Last year, my great Christmas give-away was a pile of H20 Hats but this year it will be a stack of cowls. The pattern for this one was a freebie, given to me at Shelburne's Wool & Silk LYS where I purchased the yarn. It is a very clever design of spiralling ribs.
Spiralling ribs I have done before but never as easily as in this cowl. In the past, when I knit spiralling rib socks, the beginning of the round had to be marked and noted so that the rib pattern could be offset by one stitch each time a new round was started. That required - at least for me - an excercise of stop & think at the start of each round. The clever folks at Estelle, the designers of this knit-in-the-round, spiral ribbed cowl, used a bit of simple math to make the spiral happen automatically.
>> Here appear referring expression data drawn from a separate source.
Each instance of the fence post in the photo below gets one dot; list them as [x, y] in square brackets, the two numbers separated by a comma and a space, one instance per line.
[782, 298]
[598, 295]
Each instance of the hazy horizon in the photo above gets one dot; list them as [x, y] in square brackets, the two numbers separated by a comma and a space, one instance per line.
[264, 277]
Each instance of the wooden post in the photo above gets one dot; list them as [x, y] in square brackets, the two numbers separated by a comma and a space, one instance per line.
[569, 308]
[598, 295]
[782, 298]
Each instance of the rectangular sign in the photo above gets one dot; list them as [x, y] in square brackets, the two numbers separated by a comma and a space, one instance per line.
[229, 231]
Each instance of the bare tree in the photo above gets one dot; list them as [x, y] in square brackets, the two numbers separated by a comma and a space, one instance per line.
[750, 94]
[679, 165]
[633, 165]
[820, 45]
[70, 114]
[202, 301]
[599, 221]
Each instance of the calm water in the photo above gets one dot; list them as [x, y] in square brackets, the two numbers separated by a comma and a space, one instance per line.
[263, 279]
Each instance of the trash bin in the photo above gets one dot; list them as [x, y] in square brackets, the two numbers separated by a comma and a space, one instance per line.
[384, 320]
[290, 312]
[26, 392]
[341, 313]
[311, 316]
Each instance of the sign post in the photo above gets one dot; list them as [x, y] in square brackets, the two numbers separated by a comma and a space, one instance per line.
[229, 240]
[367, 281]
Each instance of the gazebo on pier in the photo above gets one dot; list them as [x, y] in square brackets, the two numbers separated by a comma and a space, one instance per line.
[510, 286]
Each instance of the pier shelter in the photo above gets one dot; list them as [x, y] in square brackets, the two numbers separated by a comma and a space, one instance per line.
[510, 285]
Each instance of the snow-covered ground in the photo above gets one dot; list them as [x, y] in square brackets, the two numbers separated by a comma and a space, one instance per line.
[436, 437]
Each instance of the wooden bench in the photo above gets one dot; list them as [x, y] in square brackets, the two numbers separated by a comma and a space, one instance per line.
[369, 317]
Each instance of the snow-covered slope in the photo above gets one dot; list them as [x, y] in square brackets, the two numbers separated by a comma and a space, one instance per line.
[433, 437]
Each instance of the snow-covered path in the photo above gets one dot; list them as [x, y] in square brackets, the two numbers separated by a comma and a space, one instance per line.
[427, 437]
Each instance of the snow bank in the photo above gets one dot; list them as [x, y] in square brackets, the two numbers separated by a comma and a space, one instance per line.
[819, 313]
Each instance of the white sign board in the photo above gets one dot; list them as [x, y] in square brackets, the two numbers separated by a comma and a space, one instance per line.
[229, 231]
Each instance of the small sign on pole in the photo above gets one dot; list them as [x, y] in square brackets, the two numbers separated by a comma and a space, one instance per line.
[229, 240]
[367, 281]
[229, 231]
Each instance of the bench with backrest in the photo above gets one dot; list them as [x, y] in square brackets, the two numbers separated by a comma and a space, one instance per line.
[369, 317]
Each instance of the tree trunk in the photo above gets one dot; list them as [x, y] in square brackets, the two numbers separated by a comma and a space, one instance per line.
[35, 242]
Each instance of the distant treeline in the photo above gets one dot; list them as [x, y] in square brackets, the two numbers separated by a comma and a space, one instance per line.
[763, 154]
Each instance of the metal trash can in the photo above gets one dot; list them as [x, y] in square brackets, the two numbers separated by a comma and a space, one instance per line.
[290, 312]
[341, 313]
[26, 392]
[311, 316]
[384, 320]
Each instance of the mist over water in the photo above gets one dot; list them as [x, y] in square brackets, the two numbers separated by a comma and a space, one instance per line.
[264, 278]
The ribbing is a multiple of six stitches - K3, P3. The cast on was 'one stitch short of a full repeat' as knitters like to say. A multiple of six plus five stitches. In this case 143 stitches. Being one stitch short of a full pattern repeat means that, automatically, the ribbing moves one stitch over and therefore it spirals. Easy peasy. Thanks, Estelle.
The 143 stitches, knit on a 6 .5 mm needle - a bit bigger than normal for this yarn - gave me a cowl than when held against my five foot frame reaches from neck to thigh. Large enough to wind twice comfortably around the neck.